Bir seferde Resul-i Ekrem aleyhissalâtü vesselâmın yanına bir bedevî geldi. Ferman etti:
اَيْنَ تُرِيدُ "Nereye gidiyorsun?" Bedevî dedi: "Ehlime." Ferman etti:
هَلْ لَكَ اِلٰى خَيْرٍ مِنْ ذٰلِكَ "Ondan daha iyi bir hayır istemiyor musun?" Bedevî dedi: "Nedir?" Ferman etti:
اَنْ تَشْهَدَ اَنْ لاَ اِلٰهَ اِلاَّ اللهُ وَحْدَهُ لاٰ شَرِيكَ لَهُ وَاَنَّ مُحَمَّدًا عَبْدُهُ وَرَسُولُه * ُ [1]
Bedevî dedi: "Bu şehadete şahit nedir?" Ferman etti:
هٰذِهِ الشَّجَرَةُ السَّمُرَةُ "Vadi kenarındaki ağaç şahit olacak."

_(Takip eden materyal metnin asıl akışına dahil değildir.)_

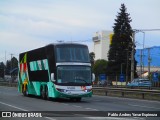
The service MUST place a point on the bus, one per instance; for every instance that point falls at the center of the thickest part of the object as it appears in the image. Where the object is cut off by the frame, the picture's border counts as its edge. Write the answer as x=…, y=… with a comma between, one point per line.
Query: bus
x=61, y=70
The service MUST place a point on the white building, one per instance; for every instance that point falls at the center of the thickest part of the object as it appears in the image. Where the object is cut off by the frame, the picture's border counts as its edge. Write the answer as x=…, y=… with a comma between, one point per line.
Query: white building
x=101, y=44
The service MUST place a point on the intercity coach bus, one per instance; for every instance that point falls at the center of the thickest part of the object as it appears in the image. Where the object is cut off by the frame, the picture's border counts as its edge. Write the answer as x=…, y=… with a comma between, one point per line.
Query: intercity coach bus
x=61, y=70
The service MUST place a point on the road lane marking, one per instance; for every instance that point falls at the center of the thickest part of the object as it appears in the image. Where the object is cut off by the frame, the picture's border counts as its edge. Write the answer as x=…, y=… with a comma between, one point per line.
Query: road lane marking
x=13, y=106
x=77, y=106
x=114, y=118
x=91, y=109
x=22, y=109
x=143, y=106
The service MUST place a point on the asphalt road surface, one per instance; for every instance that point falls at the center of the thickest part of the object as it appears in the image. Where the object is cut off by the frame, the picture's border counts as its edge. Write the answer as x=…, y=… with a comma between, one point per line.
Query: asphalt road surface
x=12, y=101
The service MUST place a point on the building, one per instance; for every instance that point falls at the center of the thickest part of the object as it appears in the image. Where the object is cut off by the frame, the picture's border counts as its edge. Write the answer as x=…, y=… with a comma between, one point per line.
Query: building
x=101, y=41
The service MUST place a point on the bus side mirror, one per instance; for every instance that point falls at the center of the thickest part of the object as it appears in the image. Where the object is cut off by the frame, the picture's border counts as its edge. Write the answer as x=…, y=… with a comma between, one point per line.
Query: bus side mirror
x=93, y=77
x=52, y=77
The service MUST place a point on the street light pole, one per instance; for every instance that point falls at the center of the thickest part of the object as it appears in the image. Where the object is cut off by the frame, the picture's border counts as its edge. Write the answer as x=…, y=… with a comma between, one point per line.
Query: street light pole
x=122, y=68
x=132, y=55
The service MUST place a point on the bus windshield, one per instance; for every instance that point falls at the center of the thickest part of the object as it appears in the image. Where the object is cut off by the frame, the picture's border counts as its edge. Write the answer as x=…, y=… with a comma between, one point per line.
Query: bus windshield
x=72, y=54
x=74, y=75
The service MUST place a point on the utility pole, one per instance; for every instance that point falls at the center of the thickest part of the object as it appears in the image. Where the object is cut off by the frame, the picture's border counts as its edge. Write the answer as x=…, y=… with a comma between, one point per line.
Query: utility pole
x=141, y=63
x=149, y=61
x=132, y=55
x=11, y=60
x=4, y=64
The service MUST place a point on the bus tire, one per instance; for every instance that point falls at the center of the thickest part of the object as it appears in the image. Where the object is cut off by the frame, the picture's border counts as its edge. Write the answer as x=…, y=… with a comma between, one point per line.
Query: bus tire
x=47, y=95
x=25, y=92
x=43, y=92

İbni Ömer der ki: O ağaç yerinden sallanarak çıktı, yeri şak etti, geldi, tâ Resul-i Ekrem aleyhissalâtü vesselâmın yanına. Üç defa Resul-i Ekrem aleyhissalâtü vesselâm o ağacı istişhad etti, ağaç da sıdkına şehadet etti. Emretti, yine yerine gidip yerleşti.[2]
Hazret-i Büreyde İbni Sahibi'l-Eslemî tarikinde, nakl-i sahihle, Büreyde dedi ki: Biz Resul-i Ekrem aleyhissalâtü vesselâmın yanında iken, bir seferde bir a'râbî geldi. Bir âyet, yani bir mu'cize istedi. Resul-i Ekrem aleyhissalâtü vesselâm ferman etti:
قُلْ لِتِلْكَ الشَّجَرَةِ رَسُولُ اللهِ يَدْعُوكِ * [3]

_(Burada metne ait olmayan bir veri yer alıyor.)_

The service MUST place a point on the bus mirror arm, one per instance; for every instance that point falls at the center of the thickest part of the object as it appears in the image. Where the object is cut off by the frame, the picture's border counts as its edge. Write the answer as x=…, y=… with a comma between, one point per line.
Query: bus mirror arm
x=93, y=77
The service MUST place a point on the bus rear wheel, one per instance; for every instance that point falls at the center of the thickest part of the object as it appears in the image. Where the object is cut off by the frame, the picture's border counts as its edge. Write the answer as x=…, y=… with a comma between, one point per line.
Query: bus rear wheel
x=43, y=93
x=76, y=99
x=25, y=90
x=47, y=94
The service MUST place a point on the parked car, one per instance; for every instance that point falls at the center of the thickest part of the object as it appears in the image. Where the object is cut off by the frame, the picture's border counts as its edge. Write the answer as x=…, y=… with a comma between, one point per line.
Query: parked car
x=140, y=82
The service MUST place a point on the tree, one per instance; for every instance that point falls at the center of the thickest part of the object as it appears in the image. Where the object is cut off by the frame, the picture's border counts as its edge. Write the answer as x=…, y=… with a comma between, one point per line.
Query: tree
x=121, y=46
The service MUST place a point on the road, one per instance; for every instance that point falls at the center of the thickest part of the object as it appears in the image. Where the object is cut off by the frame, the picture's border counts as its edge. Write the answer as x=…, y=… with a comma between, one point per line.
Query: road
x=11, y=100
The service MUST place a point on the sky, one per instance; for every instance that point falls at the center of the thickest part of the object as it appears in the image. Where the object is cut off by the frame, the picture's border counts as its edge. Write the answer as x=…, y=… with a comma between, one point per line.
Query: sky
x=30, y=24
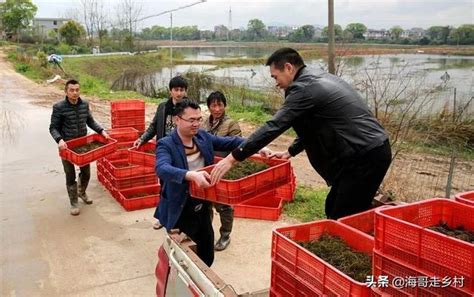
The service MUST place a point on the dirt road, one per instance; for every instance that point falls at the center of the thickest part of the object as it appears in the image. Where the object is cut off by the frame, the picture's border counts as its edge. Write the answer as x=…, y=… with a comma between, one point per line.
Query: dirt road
x=105, y=251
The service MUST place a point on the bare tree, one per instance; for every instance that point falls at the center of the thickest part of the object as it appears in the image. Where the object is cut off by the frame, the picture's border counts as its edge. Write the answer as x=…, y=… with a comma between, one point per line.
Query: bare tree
x=87, y=15
x=128, y=14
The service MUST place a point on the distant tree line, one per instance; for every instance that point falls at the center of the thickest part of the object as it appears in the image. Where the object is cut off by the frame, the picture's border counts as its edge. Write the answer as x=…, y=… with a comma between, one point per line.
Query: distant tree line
x=92, y=25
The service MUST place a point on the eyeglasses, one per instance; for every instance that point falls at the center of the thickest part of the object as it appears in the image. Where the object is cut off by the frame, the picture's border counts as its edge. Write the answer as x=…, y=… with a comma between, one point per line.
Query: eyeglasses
x=192, y=121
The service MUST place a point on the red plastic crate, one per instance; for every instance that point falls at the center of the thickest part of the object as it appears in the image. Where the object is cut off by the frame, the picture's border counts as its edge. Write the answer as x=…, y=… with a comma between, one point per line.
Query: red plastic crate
x=134, y=181
x=466, y=198
x=237, y=191
x=393, y=268
x=363, y=221
x=139, y=155
x=131, y=104
x=311, y=270
x=139, y=113
x=284, y=284
x=123, y=134
x=139, y=127
x=401, y=232
x=149, y=200
x=127, y=121
x=100, y=177
x=125, y=145
x=287, y=191
x=124, y=169
x=91, y=156
x=266, y=206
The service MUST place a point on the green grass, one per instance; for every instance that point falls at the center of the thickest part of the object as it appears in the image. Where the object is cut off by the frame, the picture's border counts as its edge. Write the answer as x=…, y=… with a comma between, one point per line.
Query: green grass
x=464, y=153
x=254, y=115
x=109, y=68
x=308, y=204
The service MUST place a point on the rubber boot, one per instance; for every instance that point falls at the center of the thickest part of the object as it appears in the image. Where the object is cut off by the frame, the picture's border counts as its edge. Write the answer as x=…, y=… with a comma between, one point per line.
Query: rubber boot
x=81, y=190
x=226, y=214
x=72, y=192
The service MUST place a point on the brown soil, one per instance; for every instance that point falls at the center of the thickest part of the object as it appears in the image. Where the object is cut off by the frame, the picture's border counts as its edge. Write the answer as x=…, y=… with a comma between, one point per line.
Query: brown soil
x=458, y=232
x=336, y=252
x=87, y=148
x=245, y=168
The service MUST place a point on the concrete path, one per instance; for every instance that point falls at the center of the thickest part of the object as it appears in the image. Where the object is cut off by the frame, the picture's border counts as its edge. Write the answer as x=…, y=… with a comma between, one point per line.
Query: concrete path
x=105, y=251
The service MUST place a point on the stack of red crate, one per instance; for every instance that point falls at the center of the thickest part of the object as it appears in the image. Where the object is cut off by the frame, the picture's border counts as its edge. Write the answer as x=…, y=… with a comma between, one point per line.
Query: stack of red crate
x=466, y=198
x=405, y=247
x=125, y=137
x=298, y=272
x=109, y=146
x=257, y=196
x=132, y=182
x=128, y=113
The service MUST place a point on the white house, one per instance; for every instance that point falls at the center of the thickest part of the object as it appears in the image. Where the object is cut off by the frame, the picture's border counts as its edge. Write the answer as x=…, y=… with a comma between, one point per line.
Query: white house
x=44, y=25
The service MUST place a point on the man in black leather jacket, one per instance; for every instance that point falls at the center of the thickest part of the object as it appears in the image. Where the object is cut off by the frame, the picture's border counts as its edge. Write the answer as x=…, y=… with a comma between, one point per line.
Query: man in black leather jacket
x=69, y=120
x=162, y=123
x=343, y=141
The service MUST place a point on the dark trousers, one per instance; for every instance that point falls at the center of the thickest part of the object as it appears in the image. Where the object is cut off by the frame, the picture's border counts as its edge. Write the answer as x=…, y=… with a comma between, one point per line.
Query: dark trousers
x=354, y=189
x=70, y=171
x=226, y=215
x=197, y=225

Bir ağaca işaret etti. Ağaç, sağa ve sola meylederek köklerini yerden çıkarıp huzur-u Nebevîye geldi, اَلسَّلاَمُ عَلَيْكَ يَارَسُولَ اللهِ [4] dedi. Sonra a'râbî dedi: "Yine yerine gitsin." Emretti, yerine gitti. A'râbî dedi: "İzin ver, sana secde edeyim." Dedi: "İzin yok kimseye." Dedi: "Öyle ise senin elini, ayağını öpeceğim." İzin verdi.[5]